The actual name in my PDF looks OK. The hooks connect nicely like in your second pic.
 
Also this leads to all the nice consequences of fonts with \fontdimen5=0pt, especially 1ex=0pt. This causes all kinds of trouble, for example tex.stackexchange.com/questions/488428/fandol-with-luatex
 
@marmot -- Certainly reputable, but U.K. I believe that usage is likely regional, so that's what I want to tie down. I never saw an upright "d" or "i" before maybe the late 1980s, and then it appeared in an ISO standard, which was devised by engineers, not pure mathematicians. I will admit that there is logic to the upright usage, but it simply didn't/doesn't appear in the mathematics publishing tradition.
 
@wilx The Lua code from that answer should fix your problem too even with current luaotfload versions by the way.
 
10:27 PM
@MarcelKrüger I had nearly forgotten this. I will add an issue so that it doesn't get forgotten again, imho fontdimen5 should never be zero.
 
@barbarabeeton For me it is the opposite. Let me pull out some random math lectures, web.ma.utexas.edu/users/a.debray/lecture_notes/m382d_notes.pdf, there the d's are upright. In fact, in my mind it meanwhile is such that I associate non-upright d's to sloppy, and thus more likely to be wrong. At least in the physics literature this is a valid rule of thumb, of course with exceptions.
 
@marmot -- I've just received a light-speed answer from a friend who has been one of the editors, involved in production, of the Canadian Math Journal. He agrees with me on the traditional usage. To quote from his answer: "[...] Nonetheless, we have followed the "forever" pattern and do all of them in math italic. This seems to be standard for Canadian publications including those in French." (cont'd)
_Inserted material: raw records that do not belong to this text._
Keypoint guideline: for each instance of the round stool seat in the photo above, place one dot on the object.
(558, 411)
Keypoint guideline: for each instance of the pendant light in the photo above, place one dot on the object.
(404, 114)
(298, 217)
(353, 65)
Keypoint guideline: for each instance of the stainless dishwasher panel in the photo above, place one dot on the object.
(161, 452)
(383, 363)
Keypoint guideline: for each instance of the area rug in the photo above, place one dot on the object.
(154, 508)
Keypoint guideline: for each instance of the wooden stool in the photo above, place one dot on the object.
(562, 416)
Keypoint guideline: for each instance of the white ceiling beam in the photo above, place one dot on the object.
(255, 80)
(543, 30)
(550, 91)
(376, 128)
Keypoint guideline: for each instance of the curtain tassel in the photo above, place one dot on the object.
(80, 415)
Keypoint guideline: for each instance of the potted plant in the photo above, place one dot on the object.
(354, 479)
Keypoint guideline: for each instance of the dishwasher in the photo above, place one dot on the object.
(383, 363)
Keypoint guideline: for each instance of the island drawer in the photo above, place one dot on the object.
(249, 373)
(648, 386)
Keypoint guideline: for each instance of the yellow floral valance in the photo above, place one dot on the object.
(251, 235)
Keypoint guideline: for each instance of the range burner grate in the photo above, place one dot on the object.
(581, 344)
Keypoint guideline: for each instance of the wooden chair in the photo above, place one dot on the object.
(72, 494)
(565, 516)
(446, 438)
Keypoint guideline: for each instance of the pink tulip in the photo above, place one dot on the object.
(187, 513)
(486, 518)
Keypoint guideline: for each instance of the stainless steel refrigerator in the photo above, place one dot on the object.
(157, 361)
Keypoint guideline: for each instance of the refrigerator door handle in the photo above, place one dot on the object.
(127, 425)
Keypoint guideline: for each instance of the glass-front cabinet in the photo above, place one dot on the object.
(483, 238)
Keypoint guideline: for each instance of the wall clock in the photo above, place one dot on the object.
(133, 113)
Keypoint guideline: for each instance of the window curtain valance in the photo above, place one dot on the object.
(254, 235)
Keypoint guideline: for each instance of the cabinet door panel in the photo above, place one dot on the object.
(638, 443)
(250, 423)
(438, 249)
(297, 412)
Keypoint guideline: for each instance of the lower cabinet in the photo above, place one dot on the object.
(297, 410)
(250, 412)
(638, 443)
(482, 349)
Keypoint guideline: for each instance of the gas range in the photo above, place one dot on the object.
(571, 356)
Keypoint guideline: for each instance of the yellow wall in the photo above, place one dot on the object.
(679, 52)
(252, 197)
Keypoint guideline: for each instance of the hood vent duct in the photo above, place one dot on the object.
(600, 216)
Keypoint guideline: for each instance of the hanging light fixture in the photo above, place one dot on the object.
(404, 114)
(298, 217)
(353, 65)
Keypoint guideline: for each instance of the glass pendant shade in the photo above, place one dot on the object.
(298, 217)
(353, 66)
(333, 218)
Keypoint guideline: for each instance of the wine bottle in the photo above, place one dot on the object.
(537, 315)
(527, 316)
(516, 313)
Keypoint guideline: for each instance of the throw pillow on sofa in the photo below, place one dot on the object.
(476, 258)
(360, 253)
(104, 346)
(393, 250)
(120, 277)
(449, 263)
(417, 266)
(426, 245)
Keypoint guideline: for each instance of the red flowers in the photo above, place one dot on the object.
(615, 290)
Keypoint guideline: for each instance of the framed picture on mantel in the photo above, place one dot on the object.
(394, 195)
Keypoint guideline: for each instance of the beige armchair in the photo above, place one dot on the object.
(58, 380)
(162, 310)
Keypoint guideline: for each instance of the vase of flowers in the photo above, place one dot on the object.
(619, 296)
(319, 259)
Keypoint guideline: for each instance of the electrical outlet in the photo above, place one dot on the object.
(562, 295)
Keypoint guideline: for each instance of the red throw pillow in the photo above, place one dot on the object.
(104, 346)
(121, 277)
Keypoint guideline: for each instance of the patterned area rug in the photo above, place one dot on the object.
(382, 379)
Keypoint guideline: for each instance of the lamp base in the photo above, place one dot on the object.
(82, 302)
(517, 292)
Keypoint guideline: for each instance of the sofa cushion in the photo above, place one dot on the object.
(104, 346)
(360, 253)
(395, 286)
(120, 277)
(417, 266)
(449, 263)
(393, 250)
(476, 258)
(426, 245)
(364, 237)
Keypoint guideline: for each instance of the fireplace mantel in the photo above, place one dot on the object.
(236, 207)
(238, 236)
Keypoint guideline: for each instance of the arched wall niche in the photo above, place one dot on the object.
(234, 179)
(cont'd) Don Knuth uses italic. Proof is in the font information for cmmi, where "d" is the only letter without an italic correction, indicating that it is not (ordinarily) treated as a variable; if you want to use it as a variable next to another variable, you have to add a thinspace.
 
I should go to bed, I just read one of the question titles as "how to draw a dragon like this with tikz" ;-)
 
@UlrikeFischer -- Oh, but what if one wants to draw a dragon? I might very well want to do that.
 
@barbarabeeton thinking about it, we are really missing a number of dragons in the zoo.
 
10:39 PM
@UlrikeFischer -- If one is going to "keep" dragons, they really require a lot of room.